Leegail Adonis is a Public Health Physician with a PhD in Public Health from the University of Witwatersrand. She has a particular interest in preventative medicine and has worked for one of the largest health insurers in South Africa as well as on various projects in collaboration with the World Health Organization. She currently works as a Medical Specialist for the National Department of Health, Non-communicable diseases Directorate in South Africa.
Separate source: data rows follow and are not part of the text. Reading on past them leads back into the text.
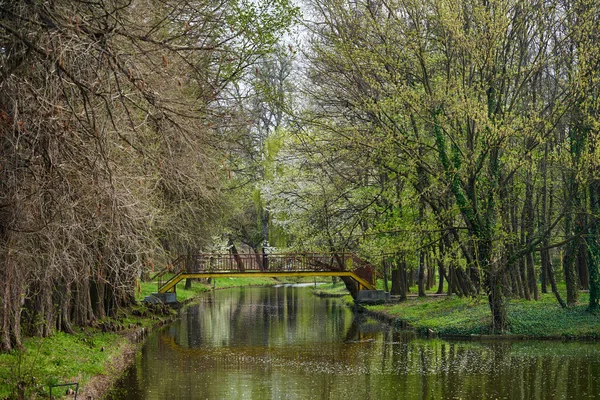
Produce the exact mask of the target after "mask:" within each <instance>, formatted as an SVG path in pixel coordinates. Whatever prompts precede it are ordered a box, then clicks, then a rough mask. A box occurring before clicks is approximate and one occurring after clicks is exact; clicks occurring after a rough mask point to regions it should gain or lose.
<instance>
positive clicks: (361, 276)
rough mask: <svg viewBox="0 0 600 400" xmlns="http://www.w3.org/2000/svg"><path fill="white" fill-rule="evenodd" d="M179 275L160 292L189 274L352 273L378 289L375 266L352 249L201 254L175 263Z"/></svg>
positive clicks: (319, 275)
mask: <svg viewBox="0 0 600 400" xmlns="http://www.w3.org/2000/svg"><path fill="white" fill-rule="evenodd" d="M173 264H174V265H173V268H172V272H174V273H175V275H174V276H173V277H172V278H170V279H169V280H167V281H166V282H163V281H162V280H161V279H160V277H159V288H158V292H159V293H166V292H169V291H175V288H176V286H177V284H178V283H179V282H181V281H182V280H184V279H187V278H196V279H199V278H227V277H257V276H260V277H311V276H315V277H316V276H319V277H324V276H339V277H343V276H346V277H350V278H352V279H353V280H355V281H356V282H357V283H358V285H359V290H361V289H363V288H364V289H371V290H372V289H375V271H374V268H373V267H372V266H371V265H369V264H367V263H366V262H364V261H363V260H361V259H360V258H358V257H357V256H356V255H354V254H352V253H339V254H317V253H296V254H269V255H268V256H261V255H258V256H257V255H254V254H239V255H238V254H199V255H192V256H187V257H180V258H178V259H177V260H176V261H175V262H174V263H173Z"/></svg>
Being up to date with screening guidelines should infer a cost benefit for medical insurance organizations. This study assessed whether there were any difference in health care expenses between those up to date with screening guidelines and those not. A retrospective longitudinal cohort study for the period 2006-2011 was conducted consisting of 170,471 health-insured members form a single insurer. Adherence to screening guidelines was found to range from 0.33% for females 41-50 years to 2.21% for females 16-35 years. Only 0.97% of males aged 41-50 years were up to date with screening tests while 2.95% of males 18-40 years were up to date. Both men and women who adhered to screening guidelines had significantly higher health care expenses compared to those not up to date with screening tests. Females 41-50 years who were up to date with screening tests used 362% more out patient expenses than females who were not up to date (median yearly cost of ZAR10 130.09 vs. ZAR2801.52; p<0.001). However, men 18-40 years who were up to date with screening had a median of zero ZAR out patient expenses compared to ZAR3572.60 for men not up to date with screening tests (p=0.002). In conclusion, health care expenditure were significantly higher in both males and females up to date with screening guidelines except for men aged 18-40 years who had significantly lower out patient expenses. Greater emphasis should be placed on males to screen regularly as they tend to consume less out of hospital health care resources.